Flash Minsort Sublist
This minsort sublist had a strange issue with block reading failures. I updated that method to actually return an int for success or failure and check that to see what to do next. If the reading fails because of end-of-file or some other data corruption issue, it now will mark that region as finished and move on, rather than just continuing with a failed read. There's also some code in there to restart the check recursively for the min if this corruption occurs at the start of the read. This usually shouldn't be called, but I think it might be necessary if some corruption occurs. I will try to trigger these cases at some point, but the current test code that triggers min sublists does not do that. I also think that since this is only called if there's very few sublists, that the recursive call shouldn't be an issue if it's triggered, but again, that needs to be tested properly which I have not done unfortunately.
Makefile, Debugging
I added some files for print debugging called debug_log that uses a low level call for printing since when debugging with breakpoints, the printf calls often didn't show up.
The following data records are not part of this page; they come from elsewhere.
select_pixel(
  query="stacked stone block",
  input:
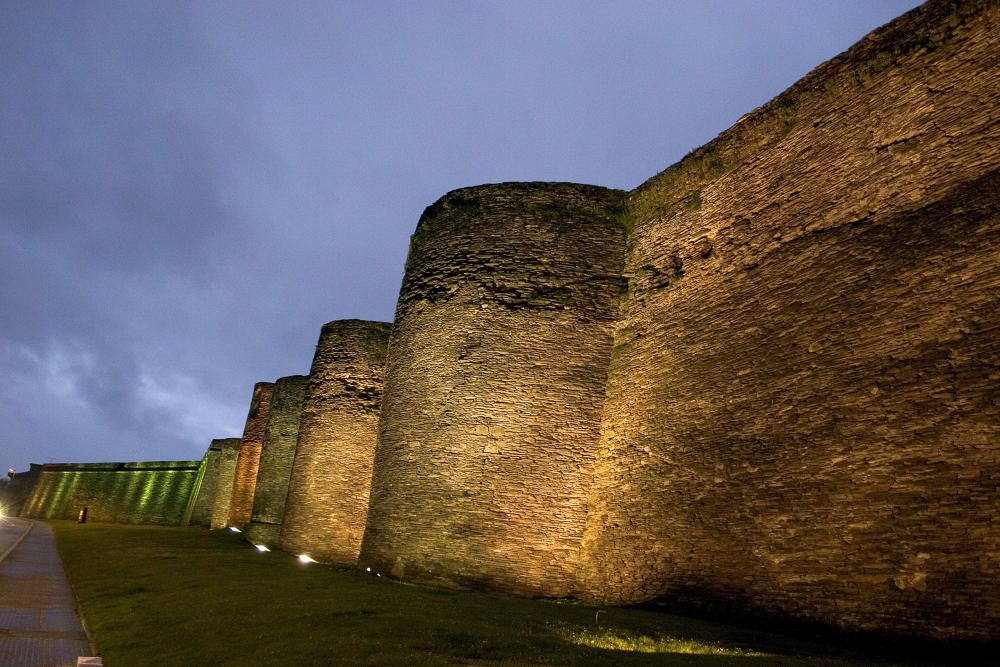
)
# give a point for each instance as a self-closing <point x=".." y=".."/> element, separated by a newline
<point x="277" y="454"/>
<point x="327" y="499"/>
<point x="802" y="413"/>
<point x="248" y="461"/>
<point x="208" y="491"/>
<point x="494" y="387"/>
<point x="222" y="495"/>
I put this in the lib folder, not to be included in the dist, and with some macros to see if any of the given debug macros are called before including the file and if it can't be found just making the debug_log be void with a given output so it should still run. In the makefile and .pio build file I removed the print errors debug symbol so it's not defined by default.
Final comments
There were a lot of changes and trials and errors, and a bunch more debugging code added in case I or someone down the line needs to revisit these methods. These are far from perfect, and while they work with the tests and data I've tried to this point, that does NOT mean they are always correct or fool proof, and there may be something I missed, something I added erroneously, or a way to improve the performance that I just missed.